===================================================================
@@ -1,3 +1,25 @@
+2011-04-28 Ira Rosen <ira.rosen@linaro.org>
+
+ PR tree-optimization/48765
+ * tree-vectorizer.h (vect_make_slp_decision): Return bool.
+ * tree-vect-loop.c (vect_analyze_loop_operations): Add new argument
+ to indicate if loop aware SLP is being used. Scan the statements
+ and update the vectorization factor according to the type of
+ vectorization before statement analysis.
+ (vect_analyze_loop_2): Get a return value from vect_make_slp_decision,
+ pass it to vect_analyze_loop_operations.
+ (vectorizable_reduction): Set number of copies to 1 in case of pure
+ SLP statement.
+ * tree-vect-stmts.c (vectorizable_conversion,
+ vectorizable_assignment, vectorizable_shift,
+ vectorizable_operation, vectorizable_type_demotion,
+ vectorizable_type_promotion, vectorizable_store, vectorizable_load):
+ Likewise.
+ (vectorizable_condition): Move the check that it is not SLP
+ vectorization before the number of copies check.

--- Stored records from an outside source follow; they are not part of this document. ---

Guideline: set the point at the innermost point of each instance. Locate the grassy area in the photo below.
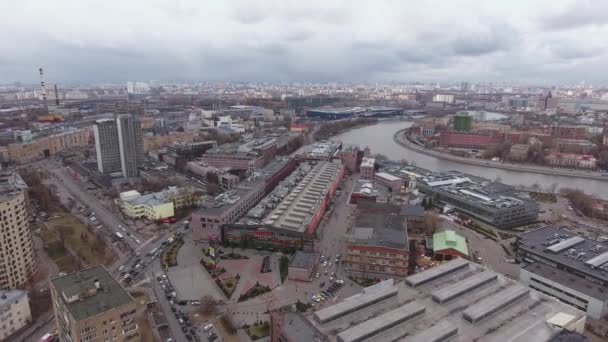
(254, 292)
(55, 250)
(68, 264)
(145, 330)
(47, 235)
(81, 241)
(228, 285)
(170, 255)
(258, 330)
(141, 297)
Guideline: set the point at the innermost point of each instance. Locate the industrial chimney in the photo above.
(43, 87)
(56, 96)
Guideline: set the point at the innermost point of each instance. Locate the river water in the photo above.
(379, 138)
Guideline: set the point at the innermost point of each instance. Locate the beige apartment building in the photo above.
(23, 153)
(16, 252)
(14, 312)
(156, 142)
(90, 305)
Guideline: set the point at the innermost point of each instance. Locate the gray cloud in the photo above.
(577, 14)
(317, 40)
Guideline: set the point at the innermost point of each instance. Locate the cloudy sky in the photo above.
(534, 42)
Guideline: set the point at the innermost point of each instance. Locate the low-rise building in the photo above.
(448, 245)
(351, 157)
(156, 142)
(367, 190)
(581, 258)
(293, 327)
(45, 147)
(378, 246)
(492, 202)
(571, 160)
(91, 305)
(519, 152)
(457, 300)
(14, 312)
(367, 168)
(302, 266)
(202, 171)
(578, 292)
(157, 205)
(392, 182)
(249, 156)
(414, 217)
(230, 206)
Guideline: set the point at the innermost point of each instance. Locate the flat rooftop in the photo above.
(503, 310)
(579, 284)
(469, 188)
(8, 297)
(225, 201)
(303, 260)
(555, 243)
(380, 229)
(81, 297)
(295, 211)
(11, 184)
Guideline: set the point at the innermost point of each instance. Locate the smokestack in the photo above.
(43, 87)
(56, 96)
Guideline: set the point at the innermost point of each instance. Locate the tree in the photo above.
(380, 156)
(431, 222)
(208, 306)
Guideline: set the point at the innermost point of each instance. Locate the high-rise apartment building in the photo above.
(119, 145)
(106, 146)
(14, 312)
(130, 142)
(90, 305)
(16, 253)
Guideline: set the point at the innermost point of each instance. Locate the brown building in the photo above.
(17, 264)
(293, 327)
(48, 146)
(378, 246)
(519, 152)
(350, 156)
(90, 305)
(230, 206)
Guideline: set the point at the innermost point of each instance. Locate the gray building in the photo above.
(130, 142)
(566, 266)
(492, 202)
(119, 145)
(106, 146)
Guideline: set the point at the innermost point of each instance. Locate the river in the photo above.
(379, 138)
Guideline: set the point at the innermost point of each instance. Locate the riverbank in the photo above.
(400, 138)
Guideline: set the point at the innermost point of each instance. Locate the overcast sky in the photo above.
(533, 42)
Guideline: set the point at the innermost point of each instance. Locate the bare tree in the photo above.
(208, 306)
(431, 222)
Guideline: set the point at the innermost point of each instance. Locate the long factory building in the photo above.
(458, 300)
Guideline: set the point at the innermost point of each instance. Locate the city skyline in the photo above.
(541, 43)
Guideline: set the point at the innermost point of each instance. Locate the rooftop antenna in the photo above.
(43, 87)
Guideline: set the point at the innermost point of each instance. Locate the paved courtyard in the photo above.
(190, 279)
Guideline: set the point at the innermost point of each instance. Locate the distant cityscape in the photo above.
(237, 211)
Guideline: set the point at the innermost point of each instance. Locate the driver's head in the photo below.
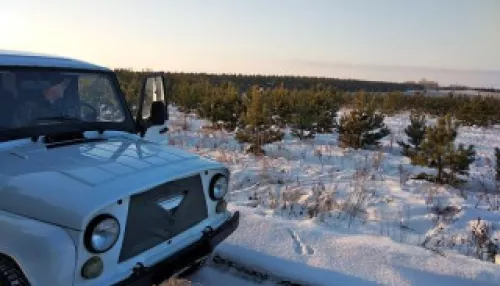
(56, 90)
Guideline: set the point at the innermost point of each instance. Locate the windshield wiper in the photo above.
(59, 118)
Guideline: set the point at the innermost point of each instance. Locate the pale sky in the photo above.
(452, 41)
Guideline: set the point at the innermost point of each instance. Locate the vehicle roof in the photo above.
(29, 59)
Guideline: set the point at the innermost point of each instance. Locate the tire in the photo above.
(11, 274)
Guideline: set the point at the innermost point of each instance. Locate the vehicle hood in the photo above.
(63, 185)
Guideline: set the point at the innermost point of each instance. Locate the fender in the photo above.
(41, 250)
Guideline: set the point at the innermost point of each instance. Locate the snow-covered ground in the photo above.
(318, 214)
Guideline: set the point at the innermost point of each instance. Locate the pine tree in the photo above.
(363, 126)
(438, 151)
(416, 133)
(257, 126)
(304, 115)
(221, 105)
(327, 108)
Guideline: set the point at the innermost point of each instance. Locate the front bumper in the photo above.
(163, 270)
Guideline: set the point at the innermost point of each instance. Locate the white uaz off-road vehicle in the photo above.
(87, 197)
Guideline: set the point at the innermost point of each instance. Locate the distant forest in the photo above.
(223, 97)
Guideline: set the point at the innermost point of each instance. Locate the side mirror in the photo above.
(152, 109)
(158, 114)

+ * tree-vect-slp.c (vect_make_slp_decision): Return TRUE if decided
+ to vectorize the loop using SLP.
+
2011-04-28 Jakub Jelinek <jakub@redhat.com>
PR middle-end/48597
===================================================================
@@ -0,0 +1,82 @@
+/* { dg-do compile { target powerpc*-*-* } } */
+/* { dg-options "-m64 -O3 -mcpu=power6" } */
+
+enum reg_class
+{
+ NO_REGS, AP_REG, XRF_REGS, GENERAL_REGS, AGRF_REGS, XGRF_REGS, ALL_REGS,
+ LIM_REG_CLASSES
+};
+enum machine_mode
+{
+ VOIDmode, QImode, HImode, PSImode, SImode, PDImode, DImode, TImode, OImode,
+ QFmode, HFmode, TQFmode, SFmode, DFmode, XFmode, TFmode, SCmode, DCmode,
+ XCmode, TCmode, CQImode, CHImode, CSImode, CDImode, CTImode, COImode,
+ BLKmode, CCmode, CCEVENmode, MAX_MACHINE_MODE
+};
+typedef struct rtx_def
+{
+ int mode:8;
+}
+ *rtx;
+extern rtx *regno_reg_rtx;
+typedef unsigned int HARD_REG_ELT_TYPE;
+typedef HARD_REG_ELT_TYPE HARD_REG_SET[((64 + 32 - 1) / 32)];
+extern int reg_alloc_order[64];
+extern int max_regno;
+extern int *reg_n_calls_crossed;
+extern short *reg_renumber;
+static int *reg_where_dead;
+static int *reg_where_born;
+static int *reg_order;
+static char *regs_change_size;
+static HARD_REG_SET *after_insn_hard_regs;
+static int stupid_find_reg (int, enum reg_class, enum machine_mode, int, int,
+ int);
+void
+stupid_life_analysis (f, nregs, file)
+ rtx f;
+{
+ register int i;
+ for (i = (((64)) + 3) + 1; i < max_regno; i++)
+ {
+ register int r = reg_order[i];
+ if ((int) LIM_REG_CLASSES > 1)
+ reg_renumber[r] =
+ stupid_find_reg (reg_n_calls_crossed[r], reg_preferred_class (r),
+ ((regno_reg_rtx[r])->mode), reg_where_born[r],
+ reg_where_dead[r], regs_change_size[r]);
+ }
+}
+
+static int
+stupid_find_reg (call_preserved, class, mode, born_insn, dead_insn,
+ changes_size)
+ int call_preserved;
+ enum reg_class class;
+ enum machine_mode mode;
+{
+ register int i, ins;
+ HARD_REG_SET used, this_reg;
+ for (ins = born_insn; ins < dead_insn; ins++)
+ do
+ {
+ register HARD_REG_ELT_TYPE *scan_tp_ = (used), *scan_fp_ =
+ (after_insn_hard_regs[ins]);
+ for (i = 0; i < ((64 + 32 - 1) / 32); i++)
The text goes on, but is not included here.